| As I said, it has more to do with your working memory than with speed or ease of navigation. If you are viewing more code at once (which a larger screen allows you to do) then you can be more productive at certain tasks. I find that large architectural changes, performance profiling, and complex debugging are particular scenarios that lend themselves well to a large screen. This is the point I was making to which you replied with your preference for the command line on a small screen. I am fully aware of how to manipulate image assets on the command line. Most computer vision and computer graphics tools I have written are executed via the command line so they can be pushed into my build phase. But I deal regularly with many formats from many tools, and not all of them can be dealt with easily on the command line. The command line is not immediately better than everything — most visual oriented tools use keyboard shortcuts. You may not realise this, but committing those shortcuts to muscle memory makes using graphical applications just as fast, if not faster, than many tasks on the command line. Do you also do all your performance profiling on the command line? Because that is a situation where visual data is very helpful, and a visual interface is in general more efficient and faster to navigate than the same on a command line. As I said elsewhere, I do not use a mouse at all, so I do not have a mouse-centric workflow. I use the trackpad centimetres from my keyboard for gestures. This only requires slightly more physical motion than pressing a key, and ties itself just as strongly to muscle memory. I also use a graphics tablet for design, painting, and 3D modelling. And to repeat, my initial point relating to large screens still stands. If you can see more code at once (whether on the command line or not, who cares?) then you do not need to commit as much to your working memory, and you can more productively make large scale changes that effect a lot of dependent code. Same goes for performance profiling and debugging. The more info you can have up at once, the more you can dedicate your mind to reasoning about the problems at hand and the less you switch back-and-forth between views. |
Looking back on the nightmare project almost makes me cry until I manage to suppress its memory. The difference between this project and my operating system is that my operating system is written by people who need to maintain software for a long time and, at some random point in the future, will need to rely on the maintainability of the code they wrote a lifetime ago. My nightmare project was not written with the project in mind, let alone the future of the project. Its problems were far removed from screen resolution. Its problem was the programmer. The programmer made it as painful as possible for me to understand what ze had written.
There was no abstraction and the code's entry point invoked every procedure the project directly in various loops. There was no difference represented between the software's big wheels and tiny gears. This made large scale changes difficult because dependent code had no typed contract, just access to buffers and primitives passed around in what was essentially a big main().
There was no cohesion of modules in the project and procedures just appeared together grouped seemingly at random and given names project1.x, project2.x, etc. Even if I had enough screen real estate to have the whole project's source open simultaneously, I would have been just as lost as when I was trying to wrap my head around a single file.

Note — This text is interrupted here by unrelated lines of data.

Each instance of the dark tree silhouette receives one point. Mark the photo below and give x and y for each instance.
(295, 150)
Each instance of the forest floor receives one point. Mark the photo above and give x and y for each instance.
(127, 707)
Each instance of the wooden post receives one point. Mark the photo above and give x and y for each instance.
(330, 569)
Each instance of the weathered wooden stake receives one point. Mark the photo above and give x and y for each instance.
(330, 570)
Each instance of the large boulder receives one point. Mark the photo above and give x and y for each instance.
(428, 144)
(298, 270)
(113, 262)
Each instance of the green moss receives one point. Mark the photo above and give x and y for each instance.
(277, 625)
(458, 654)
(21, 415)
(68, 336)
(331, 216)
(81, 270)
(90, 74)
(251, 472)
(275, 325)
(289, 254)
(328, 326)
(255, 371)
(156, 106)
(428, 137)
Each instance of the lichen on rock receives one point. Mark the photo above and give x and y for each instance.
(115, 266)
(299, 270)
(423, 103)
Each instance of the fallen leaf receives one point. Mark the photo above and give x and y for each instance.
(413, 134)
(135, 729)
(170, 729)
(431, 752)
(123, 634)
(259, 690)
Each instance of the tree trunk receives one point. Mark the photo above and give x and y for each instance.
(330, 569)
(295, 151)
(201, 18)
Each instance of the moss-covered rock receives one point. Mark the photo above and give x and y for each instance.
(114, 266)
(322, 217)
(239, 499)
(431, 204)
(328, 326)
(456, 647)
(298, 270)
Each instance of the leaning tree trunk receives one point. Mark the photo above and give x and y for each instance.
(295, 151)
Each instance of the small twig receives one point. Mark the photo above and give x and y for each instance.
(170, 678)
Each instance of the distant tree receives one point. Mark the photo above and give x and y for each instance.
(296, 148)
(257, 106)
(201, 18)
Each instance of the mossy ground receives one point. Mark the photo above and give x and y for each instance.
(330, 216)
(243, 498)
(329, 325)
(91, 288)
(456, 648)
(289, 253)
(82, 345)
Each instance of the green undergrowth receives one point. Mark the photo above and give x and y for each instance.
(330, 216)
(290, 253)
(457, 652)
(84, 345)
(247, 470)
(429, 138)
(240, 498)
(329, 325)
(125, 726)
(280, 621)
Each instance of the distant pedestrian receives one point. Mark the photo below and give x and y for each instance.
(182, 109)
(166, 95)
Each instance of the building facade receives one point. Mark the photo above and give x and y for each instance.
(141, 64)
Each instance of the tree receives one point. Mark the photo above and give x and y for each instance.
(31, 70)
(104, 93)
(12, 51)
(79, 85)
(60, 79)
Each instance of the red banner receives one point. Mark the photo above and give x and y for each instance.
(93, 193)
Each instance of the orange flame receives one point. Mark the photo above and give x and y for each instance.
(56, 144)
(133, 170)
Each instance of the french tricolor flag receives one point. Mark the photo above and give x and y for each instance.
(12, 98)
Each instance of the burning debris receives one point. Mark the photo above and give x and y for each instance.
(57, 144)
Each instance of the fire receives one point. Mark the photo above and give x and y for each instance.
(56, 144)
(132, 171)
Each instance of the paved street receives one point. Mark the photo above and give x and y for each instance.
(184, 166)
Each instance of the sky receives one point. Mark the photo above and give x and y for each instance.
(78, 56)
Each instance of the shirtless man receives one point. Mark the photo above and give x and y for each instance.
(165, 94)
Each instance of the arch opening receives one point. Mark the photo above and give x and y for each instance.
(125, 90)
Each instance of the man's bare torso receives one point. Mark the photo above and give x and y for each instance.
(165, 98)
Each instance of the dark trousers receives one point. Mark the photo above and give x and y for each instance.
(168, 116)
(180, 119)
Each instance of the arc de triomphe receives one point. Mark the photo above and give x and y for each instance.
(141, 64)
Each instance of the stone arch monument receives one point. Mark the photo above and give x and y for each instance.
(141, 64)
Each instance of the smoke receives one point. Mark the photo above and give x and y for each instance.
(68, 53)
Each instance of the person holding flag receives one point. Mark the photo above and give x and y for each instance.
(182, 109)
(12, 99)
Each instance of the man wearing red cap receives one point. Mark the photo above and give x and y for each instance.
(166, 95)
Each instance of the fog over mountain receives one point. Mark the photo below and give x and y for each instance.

There was never a consideration for inversion of control and all the flow parameters were hard coded paths in giant conditional nests all throughout the project. That made simply guessing which code paths to analyze for a given input difficult.
Seeing more bad code doesn't make fixing it any easier and seeing more good code doesn't help me understand it any faster. When it comes to code, there are many factors influencing how productive I will be at working on it and screen resolution should be down there on the list, hopefully near the bottom.
"You may not realise this, but"
Was that necessary?
"committing those shortcuts to muscle memory makes using graphical applications just as fast, if not faster, than many tasks on the command line."
What's even better about the command line is that you can pipe input and output between applications. Chaining commands and remaining on the cli is faster for me than switching between applications and opening files. Most UIs have no way to define macros for commonly used procedures, whereas you can script anything cli-based.
"Do you also do all your performance profiling on the command line? Because that is a situation where visual data is very helpful, and a visual interface is in general more efficient and faster to navigate than the same on a command line."
I do. I lack the sensory to monitor more than a couple metrics at once. I prefer profiling data that can be captured and analyzed later.